RATING SCALE


Meaning:       

Rating is a term applied to express opinion or judgement regarding some situation, object of character. Opinions are usually expressed on a scale of values. Rating techniques are device by which such judgements may be quantified. Rating scale and score-card are the popular devices coming under the category of rating techniques.

Rating Scale :

            It is most commonly used in making appraisals of various sorts.
i)                    Teacher rating – for selection; evaluation and prediction.
ii)                  Personality rating – for various purposes.
iii)                Testing the validity of many objective instruments like paper-pencil inventories of personality.
iv)                School appraisal – including appraisal of course practices and programmes.

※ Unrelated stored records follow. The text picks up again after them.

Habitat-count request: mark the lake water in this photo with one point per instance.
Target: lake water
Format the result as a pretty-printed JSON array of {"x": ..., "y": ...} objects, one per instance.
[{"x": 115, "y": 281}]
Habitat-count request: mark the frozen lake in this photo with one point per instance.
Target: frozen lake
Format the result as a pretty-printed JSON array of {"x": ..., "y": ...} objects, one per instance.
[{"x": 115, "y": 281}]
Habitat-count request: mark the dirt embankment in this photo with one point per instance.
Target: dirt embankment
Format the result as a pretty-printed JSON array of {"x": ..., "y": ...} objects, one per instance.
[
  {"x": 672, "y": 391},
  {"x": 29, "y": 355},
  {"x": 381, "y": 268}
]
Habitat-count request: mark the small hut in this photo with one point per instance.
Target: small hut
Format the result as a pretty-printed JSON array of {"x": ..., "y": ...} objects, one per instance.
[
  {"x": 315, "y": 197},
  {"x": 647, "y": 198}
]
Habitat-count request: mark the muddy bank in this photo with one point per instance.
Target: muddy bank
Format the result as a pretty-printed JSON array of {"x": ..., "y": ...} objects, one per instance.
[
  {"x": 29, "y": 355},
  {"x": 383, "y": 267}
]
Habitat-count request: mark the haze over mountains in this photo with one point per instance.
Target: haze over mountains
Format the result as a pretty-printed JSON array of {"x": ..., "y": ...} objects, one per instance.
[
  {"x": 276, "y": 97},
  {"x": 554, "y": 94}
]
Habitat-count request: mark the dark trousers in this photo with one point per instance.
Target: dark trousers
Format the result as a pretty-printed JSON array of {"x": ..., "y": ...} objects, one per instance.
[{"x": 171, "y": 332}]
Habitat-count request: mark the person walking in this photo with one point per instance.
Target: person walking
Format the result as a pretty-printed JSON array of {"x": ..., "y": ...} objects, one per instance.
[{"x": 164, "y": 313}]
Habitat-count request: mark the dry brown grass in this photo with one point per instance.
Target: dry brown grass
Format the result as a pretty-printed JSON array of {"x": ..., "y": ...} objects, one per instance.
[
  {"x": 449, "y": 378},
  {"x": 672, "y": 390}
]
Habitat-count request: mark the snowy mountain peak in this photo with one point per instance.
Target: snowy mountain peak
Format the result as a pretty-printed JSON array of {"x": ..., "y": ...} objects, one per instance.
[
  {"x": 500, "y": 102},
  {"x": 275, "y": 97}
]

Rating scale consists of a limited number of items to which values on a scale have to be assigned. The value may be represented in the form of a number a point on a graduated line: or one among a series of worded descriptions. The construction of a rating scale calls for careful attention regarding the criteria of judgements to be used. The categories and different items used in the rating scale ought to be carefully defined, so that different people using the same scale may record their judgements as far as possible on the basis of the same ideas. It is usual to have 5 to 7 points on the scale for every item to be rated. An example of one of the items in a teacher rating scale is,

Excellent         very good        Average           Poor                 Very poor
                                                                                                                     
                                             
 

Clear in expressing his ideas                                                         Confused and muddled.

Limitations:

i)                    There is room for systematic errors in one’s rating through the influence of personal bias of the rater which is commonly referred to as “Halo effect”. In this, if more than one characteristic of a person is to be rated, rater (s) frequently carry over one generalized impression of the person from one rating to another.
ii)                  Generosity error occurs frequently when the rater develops a tendency to over estimate the desirable qualities of the rate whom he likes.
iii)                Constant error is the one where there is tendency on the part of the rater to see other as opposite to himself on a trait.
iv)                Sometimes raters have a tendency to play it safe and may mark all items in the centre that is the “average” category.

Means of reducing errors:
i)                    One of the ways of reducing constant error is to train the raters carefully and make them aware of the possibility of such bias in rating.
ii)                  Generosity error may be reduced by using relatively neutral descriptive terms for the scale positions rather than evaluative ones.
iii)                Halo-effect may be reduced or eliminated by having various rating of different persons made independently or by the same rather at different times without being aware that he is rating the same person again.
iv)                Tendency to place all the ratees at the central positions can be avoided by splitting the middle point into two above average and below average.

Reliability of the rating scale can be increased by not only careful training of refers but also by giving attention to the construction of the scale.